As Endeavour orbited just 147 miles above the Earth, students at the Student Mission Control (SMOC) room were busy scurrying around tables and workstations as they selected their daily list of targets. Students used mission maps, charts, atlas books and interactive web pages to confirm images. 

“The mission has done very well,” said Carol Tempel, Ed.D., science coordinator for Charleston County School District and co-project director. “We’ve received many great images as the students learned and worked in a real time control room.”   As students select a geographic target, they confirm its location on the Shuttle’s orbital flight path map and submit its coordinates (longitude and latitude) to the mission targeting specialist team. The target is forwarded to the environmental specialist who checks the weather for the targeted location. Upon approval, the target is sent to the flight director of operations who verifies the coordinates, reassesses the weather and routes the information to the mission operations director. It is finally submitted to the EarthKAM Operations center at the University of California at San Diego. If the image is approved, the target is uplinked to the Shuttle via satellite. The image is downloaded via the Internet and is made available to participating schools to study.

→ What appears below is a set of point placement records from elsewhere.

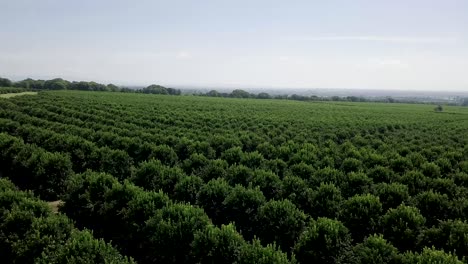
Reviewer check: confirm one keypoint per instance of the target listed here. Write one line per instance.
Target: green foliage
(327, 201)
(264, 165)
(402, 225)
(171, 232)
(429, 256)
(31, 233)
(280, 222)
(211, 197)
(361, 214)
(324, 241)
(375, 249)
(391, 195)
(83, 248)
(240, 205)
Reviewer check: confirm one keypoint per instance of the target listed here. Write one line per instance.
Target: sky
(365, 44)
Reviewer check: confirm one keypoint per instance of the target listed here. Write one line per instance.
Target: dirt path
(16, 94)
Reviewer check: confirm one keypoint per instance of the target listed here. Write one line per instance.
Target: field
(187, 179)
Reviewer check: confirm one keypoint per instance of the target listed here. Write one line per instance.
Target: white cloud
(183, 55)
(393, 39)
(383, 63)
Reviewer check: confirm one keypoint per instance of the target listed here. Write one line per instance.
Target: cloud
(183, 55)
(393, 39)
(383, 63)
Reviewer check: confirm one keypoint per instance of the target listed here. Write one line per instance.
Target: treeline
(239, 93)
(61, 84)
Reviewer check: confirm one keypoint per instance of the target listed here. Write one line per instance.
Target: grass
(9, 95)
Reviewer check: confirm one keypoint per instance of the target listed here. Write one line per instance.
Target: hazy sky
(374, 44)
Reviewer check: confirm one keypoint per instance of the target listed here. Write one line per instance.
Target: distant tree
(263, 96)
(113, 88)
(213, 93)
(464, 102)
(155, 89)
(238, 93)
(56, 84)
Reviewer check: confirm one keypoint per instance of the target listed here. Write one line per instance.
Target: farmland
(189, 179)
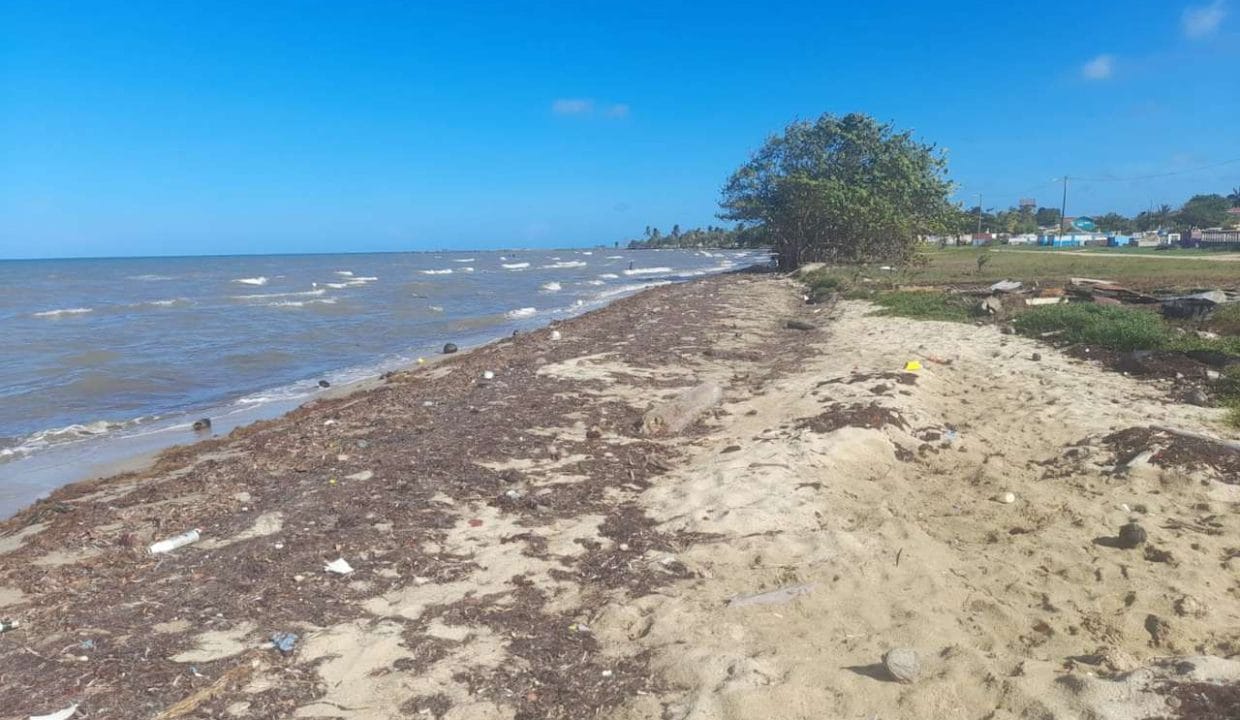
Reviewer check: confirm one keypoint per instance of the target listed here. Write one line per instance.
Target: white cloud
(1202, 20)
(1099, 68)
(572, 107)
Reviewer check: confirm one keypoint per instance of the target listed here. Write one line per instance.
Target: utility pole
(1063, 210)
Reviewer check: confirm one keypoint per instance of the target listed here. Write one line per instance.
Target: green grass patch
(1225, 320)
(924, 305)
(1228, 389)
(1138, 269)
(1121, 329)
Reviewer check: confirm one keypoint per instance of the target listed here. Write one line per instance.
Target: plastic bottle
(174, 543)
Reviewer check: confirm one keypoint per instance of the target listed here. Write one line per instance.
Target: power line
(1213, 165)
(1133, 179)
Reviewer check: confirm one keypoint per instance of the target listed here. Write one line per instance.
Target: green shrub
(1225, 320)
(821, 284)
(1121, 329)
(924, 305)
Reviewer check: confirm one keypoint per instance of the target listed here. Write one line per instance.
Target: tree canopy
(1204, 211)
(841, 188)
(707, 237)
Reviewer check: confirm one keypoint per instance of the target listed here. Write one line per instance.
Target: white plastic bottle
(174, 542)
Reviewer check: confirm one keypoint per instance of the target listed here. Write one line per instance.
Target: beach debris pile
(1179, 306)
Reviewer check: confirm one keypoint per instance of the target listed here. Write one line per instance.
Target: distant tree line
(1200, 211)
(707, 237)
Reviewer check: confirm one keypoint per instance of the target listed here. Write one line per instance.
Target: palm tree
(1162, 216)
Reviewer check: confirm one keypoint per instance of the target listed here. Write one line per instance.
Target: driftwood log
(673, 417)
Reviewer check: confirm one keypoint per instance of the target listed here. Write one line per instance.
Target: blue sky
(189, 128)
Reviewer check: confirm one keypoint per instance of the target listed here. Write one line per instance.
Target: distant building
(1220, 239)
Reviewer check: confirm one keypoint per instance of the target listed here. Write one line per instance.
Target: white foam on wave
(301, 302)
(269, 295)
(57, 435)
(65, 311)
(625, 290)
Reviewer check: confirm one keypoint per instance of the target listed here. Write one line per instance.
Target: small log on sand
(671, 418)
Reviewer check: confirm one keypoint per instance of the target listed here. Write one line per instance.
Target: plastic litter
(58, 715)
(284, 641)
(773, 597)
(175, 542)
(340, 566)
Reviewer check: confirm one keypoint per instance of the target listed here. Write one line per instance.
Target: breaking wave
(65, 311)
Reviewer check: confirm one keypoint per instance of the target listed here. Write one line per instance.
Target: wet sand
(522, 549)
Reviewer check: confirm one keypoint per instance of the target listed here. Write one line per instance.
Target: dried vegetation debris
(378, 478)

Similar SMOC teams around the country have also submitted student-selected targets. The teams are connected to EarthKAM operations center through computers connected to the Internet. 

O’Brien and principal investigator Jim Nicholson have collaborated with volunteer MUSC staffers in the Audio/Visual Department, Center for Computing and Information Technology (CCIT), Physical Plant, Department of Pathology and Laboratory Medicine and the Department of Public Safety to provide surplus-destined computers, monitors, Internet hook-ups, communications equipment and manpower to create EarthKAM’s SMOC room located at MUSC’s video studio. 

“I like it. I want to be an astronaut and this experience gives me an idea of what really goes on during a mission,” said Luis Pelaez, SMOC mission operations director and eighth grader at Drayton Hall Middle School.

Charleston’s successful image list includes: Saskatchewan, Canada; AmhemLand, Northern Territory of Australia,  and Charlotte, N.C. Students are able to apply valuable learning skills using Earth science, geography, space science, and English through the EarthKAM project. 

“I’ve learned a lot about geography and how to find different places around the world,” said Jessica Olsen, long-term planning team member and eighth grader at Drayton Hall. “I didn’t think I’d have so much fun.”